Impact Assessment:
Light Up The Philippines - Phase One

Jun 2012
Emily McQualter

By Emily McQualter
Technology Monitoring Fellow

The project:
Light up The Philippines Phase One
Technologies used:
d.light S10 Solar lantern, d.light S250 Solar lantern
Local partner:
Gelacio I. Yason Foundation Family Farm School

We connected 404 d.light solar lanterns with some of the poorest communities in Oriental Mindoro, in the rural Philippines, working with our local partner, the Gelacio I. Yason Foundation Family Farm School Inc (GIYF-FFS). In this region, 80 percent of households have no access to electricity. These off-grid communities are keen to switch from kerosene and candles to a brighter, cheaper, and cleaner light source. In towns the electricity supply is expensive and unreliable, further driving demand for solar lights.

GIYF-FFS received the solar lights in March and April 2012, and sold them through their office, sales agents, product stalls, and the Family Visit Program. Customers were given the option to pay in instalments, but all opted to pay in full at the time of purchase.
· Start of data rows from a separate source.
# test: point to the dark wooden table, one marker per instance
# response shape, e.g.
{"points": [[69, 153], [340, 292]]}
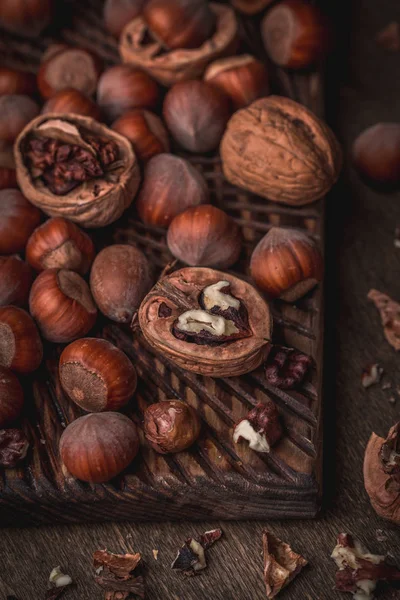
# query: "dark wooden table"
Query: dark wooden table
{"points": [[361, 255]]}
GIYF-FFS staff who bought solar lights could elect to deduct instalments from their salary.

The impact assessment was conducted by our Kopernik Fellow, Emily McQualter over a week’s visit in June 2012. At that time, 165 d.light solar lanterns had been sold. Of the 82 people surveyed, 25 lived in off-grid households.
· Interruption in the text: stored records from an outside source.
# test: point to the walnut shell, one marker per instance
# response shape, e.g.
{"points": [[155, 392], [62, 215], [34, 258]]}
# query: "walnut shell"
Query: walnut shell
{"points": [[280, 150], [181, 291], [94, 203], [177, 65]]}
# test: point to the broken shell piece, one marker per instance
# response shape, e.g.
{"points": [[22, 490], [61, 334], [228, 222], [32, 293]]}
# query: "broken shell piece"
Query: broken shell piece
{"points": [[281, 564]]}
The solar lanterns have made an immediate and tangible impact on people’s lives. Of the people surveyed, 82 percent use the solar light every day, and a further 9 percent say they use it almost every day.

In households without access to electricity:

  • 80 percent have stopped using kerosene for lighting, while the other 20 percent only use a kerosene lamp to supplement their solar light, and
  • People have reduced their spending on lighting fuel by more than 50 percent on average.

In households with access to electricity:

  • Solar lights have completely replaced kerosene, candles and flashlights as the primary back-up lighting source, and
  • People are saving an average of US$13.11 a month on electricity, kerosene and candles.

Across all households, the d.lights have prompted greater productivity at night, particularly in off-grid communities. They allowed income generating activities to continue at night, as well as the opportunity for children to study at night, resulting in overall improved grades and school performance. They are safer, as the reduced use of kerosene and candles has reduced the risk of fire.

Overall, customers were very satisfied with their d.light purchase. 

In order to continue the effectiveness of the d.light, it is recommended that future projects:

  • Offer a price discount to off-grid communities. The assessment shows the d.light may be too expensive for the average off-grid income bracket.
  • Continue to expand into more remote communities. The d.light has the greatest impact in off-grid households.